Les chants désespérés d'Alejandra

Publié le par Monique MERABET

Les chants désespérés d'Alejandra

LES CHANTS DÉSESPÉRÉS D’ALEJANDRA

 

 

 

Décrocher mon linge

je ramène folioles jaunes

le lilas d’Inde

 

« Il y a dans l’attente une rumeur de lilas qui se brise » (Alejandra Pizarnik)

Découvrir cette poète argentine (1936 – 1972) qui déclare : « Je n’appartiens tout simplement pas à ce monde […] je n’arrive pas à penser aux choses concrètes »

Triste poète prisonnière de ses mondes fantastiques : « je ne saurais pas revenir », dit-elle. L’auto confinement suprême !

Comme elle est éloignée de ma conception du « Royaume qui n’est pas de ce monde » héritée de l’évangile !

Dans mon attente, parfois désert et silence, entendre cependant la rumeur de la sève, printemps pulsant aux branches du lilas — printemps d’ici ou d’ailleurs, faux lilas d’ici, lilas des chansons d’ailleurs — poussant vers l’extérieur feuilles et inflorescences et leur mauve parfum emplissant mes sens.
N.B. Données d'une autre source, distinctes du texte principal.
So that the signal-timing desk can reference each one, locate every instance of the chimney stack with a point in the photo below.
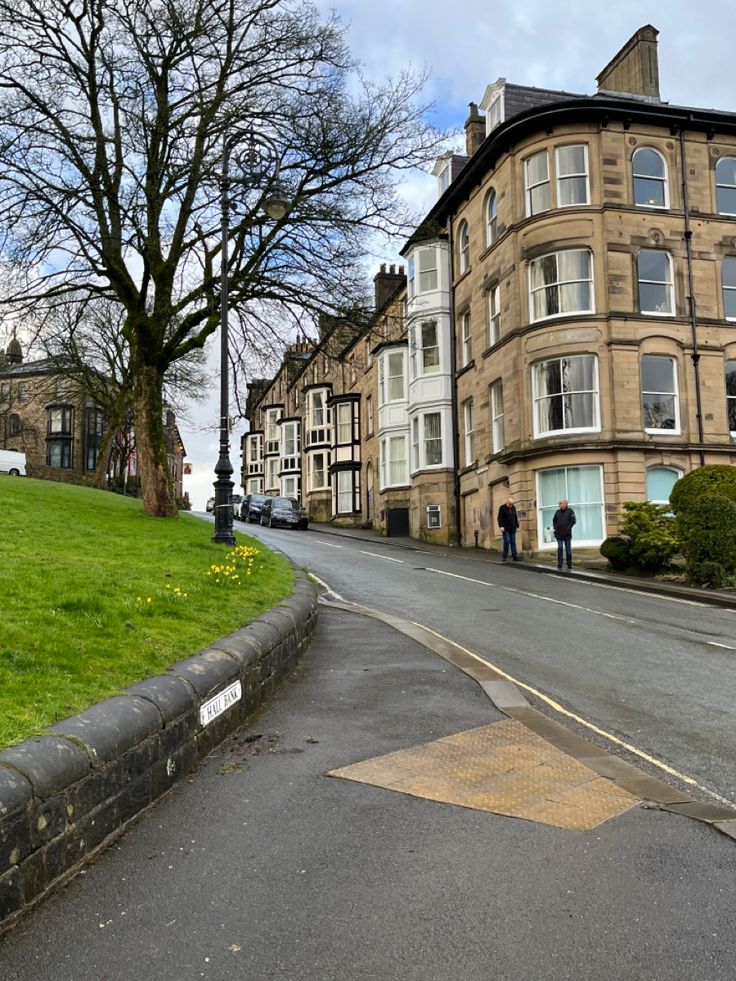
(387, 283)
(475, 130)
(635, 69)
Dans mon monde réunionnais de l’hémisphère sud, il y a un pendant à chaque fragrance, à chaque beauté des printemps-renouveau de l’hémisphère nord. Une correspondance aux quatre saisons et aux cycles circadiens d’autres latitudes : jours s’ajoutant aux jours et aux nuits, témoins de la terre qui tourne, qui n’arrête pas de vibrer. Et la joie d’en faire partie, un peu de matière, des sensations renouvelées jusqu’au bout. Monde fantastique dont il n’est pas nécessaire de « sortir » pour vivre sa plénitude.

 

La dernière mangue

je me dis que c’est l’automne

avril ? et alors ?

 

Notre flore vient de Chine, ou de l’Inde ou de Madagascar mais elle fut découverte ou importée par les premiers arrivants venus d’Europe ; ils ont établi à leur convenance des analogies avec les végétaux qu’ils observaient dans leurs jardins du nord du monde. Nostalgie.

Ainsi ce lilas d’Inde (ou de Perse) aux inflorescences d’un mauve délicat, aux parfums suaves — Sentez ! Sentez ! Cela ne vous rappelle-t-il pas… ? — on l’appelle margosier et en Inde, le neem.